Cumpre de fato ao batizado olhar sempre para Cristo crucificado a fim de compartilhar a fidelidade e a caridade de Jesus, Ele “que  nos amou e se entregou por nós a Deus como oblação e sacrifício de agradável odor (Ef.5,2).

Saibamos valorizar este tesouro de graças que é a preciosíssima cruz de Jesus. Ela é a árvore geradora da vida da graça. É farol por entre as tribulações da existência. É a chave do céu. Foi por ela que Cristo derrotou o inimigo do gênero humano e sanou as chagas do pecado.

Imitemos o apóstolo Paulo que podia asseverar: “Quanto a mim não quero gloriar-me a não ser na cruz de nosso Senhor Jesus Cristo, por quem o mundo está crucificado para mim e eu para o mundo”(Gl 6,l4)

Cumpre, porém, não apenas venerar e exaltar a cruz que contemplamos aqui no Gólgota , mas é mister evangelizar com palavras e obras, com o testemunho de vida, “para que não se torne inútil a cruz de Cristo”(1 Cor l,17).

É necessário, além disto, estar crucificado com Cristo (Gl 2l,19), ou seja, morto para o pecado e para tudo que o mundo oferece e que contradiz o que o Mestre divino ensinou, fugindo de tudo que é vergonhoso para o cristão e apartando os pensamentos do que está sobre a terra. Do contrário se estará entrando no rol dos “inimigos da cruz de Cristo (Fl 3,18).

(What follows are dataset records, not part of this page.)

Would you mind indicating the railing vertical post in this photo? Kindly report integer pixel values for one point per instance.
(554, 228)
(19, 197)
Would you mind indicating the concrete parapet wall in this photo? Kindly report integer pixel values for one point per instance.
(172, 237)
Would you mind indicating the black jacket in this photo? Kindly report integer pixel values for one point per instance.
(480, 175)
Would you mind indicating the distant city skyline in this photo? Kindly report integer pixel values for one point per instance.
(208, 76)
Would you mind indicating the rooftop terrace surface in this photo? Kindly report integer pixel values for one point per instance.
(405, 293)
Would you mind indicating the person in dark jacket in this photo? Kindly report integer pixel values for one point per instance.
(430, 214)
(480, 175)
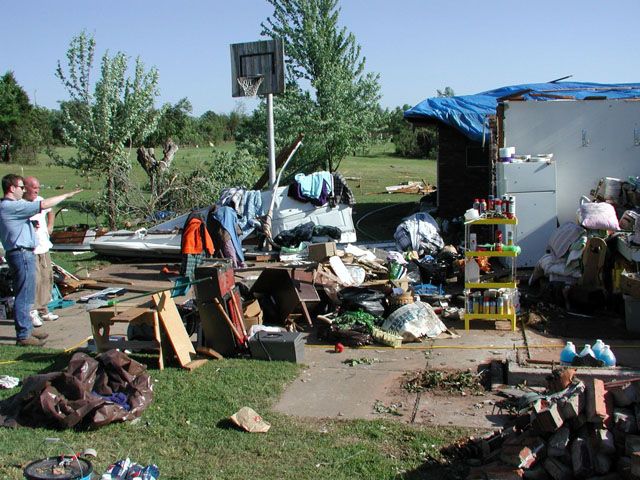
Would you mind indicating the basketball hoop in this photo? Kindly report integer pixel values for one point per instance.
(250, 85)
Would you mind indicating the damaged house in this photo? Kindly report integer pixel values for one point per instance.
(591, 131)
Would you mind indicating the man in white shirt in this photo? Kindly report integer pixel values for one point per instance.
(44, 272)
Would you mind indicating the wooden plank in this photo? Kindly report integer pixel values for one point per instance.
(173, 326)
(209, 352)
(131, 314)
(193, 364)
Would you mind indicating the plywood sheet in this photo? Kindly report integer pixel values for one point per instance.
(173, 326)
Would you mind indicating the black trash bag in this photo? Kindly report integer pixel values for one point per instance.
(433, 272)
(368, 300)
(293, 237)
(329, 231)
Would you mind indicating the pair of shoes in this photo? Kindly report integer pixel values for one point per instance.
(35, 318)
(30, 341)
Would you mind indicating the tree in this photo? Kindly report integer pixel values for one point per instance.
(340, 114)
(15, 110)
(102, 125)
(174, 123)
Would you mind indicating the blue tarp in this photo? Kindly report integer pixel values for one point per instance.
(467, 113)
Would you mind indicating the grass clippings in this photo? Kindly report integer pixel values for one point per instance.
(451, 381)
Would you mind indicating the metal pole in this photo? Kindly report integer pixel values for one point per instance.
(271, 140)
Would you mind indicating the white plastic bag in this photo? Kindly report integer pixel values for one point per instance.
(414, 321)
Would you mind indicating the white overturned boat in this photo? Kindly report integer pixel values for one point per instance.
(163, 240)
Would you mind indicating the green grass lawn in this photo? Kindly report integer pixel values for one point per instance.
(186, 430)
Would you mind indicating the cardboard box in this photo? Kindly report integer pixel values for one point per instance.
(320, 251)
(630, 283)
(252, 314)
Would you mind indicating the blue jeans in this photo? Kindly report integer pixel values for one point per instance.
(23, 271)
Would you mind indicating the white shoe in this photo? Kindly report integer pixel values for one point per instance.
(35, 318)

São Cirilo de Jerusalém nos apostrofa: “ Jesus foi crucificado em teu favor, Ele não pecara; e tu, não te deixarás crucificar por aquele que em teu benefício foi pregado na cruz? Não estarás fazendo um favor; primeiro recebeste. E mostras gratidão pagando a dívida a quem por ti foi crucificado no Gólgota” ( PG 33,802). É que na cruz nos revestimos de Cristo e nos despojamos do velho homem numa valorização de tanto sofrimento, mostrando-nos assim agradecidos pelo grande benefício recebido.

 Aceitar a cruz de Jesus é uma grande sensatez. É que, como bem se expressou Teodoro Estudita, “a máxima  sabedoria, aquela que floresceu na cruz, desafia a jactância da sabedoria do mundo e arrogância da tolice. O tronco de todos os bens, elevado na cruz, extirpou todos os brotos da maldade e da injustiça”(PG 99, 691 ss.)

Eis aí as grandes mensagens que devemos levar do Calvário.

Farolize a cruz de Cristo toda nossa vida e lembremo-nos sempre que no Calvário alguém  por nós morreu porque muito nos amou.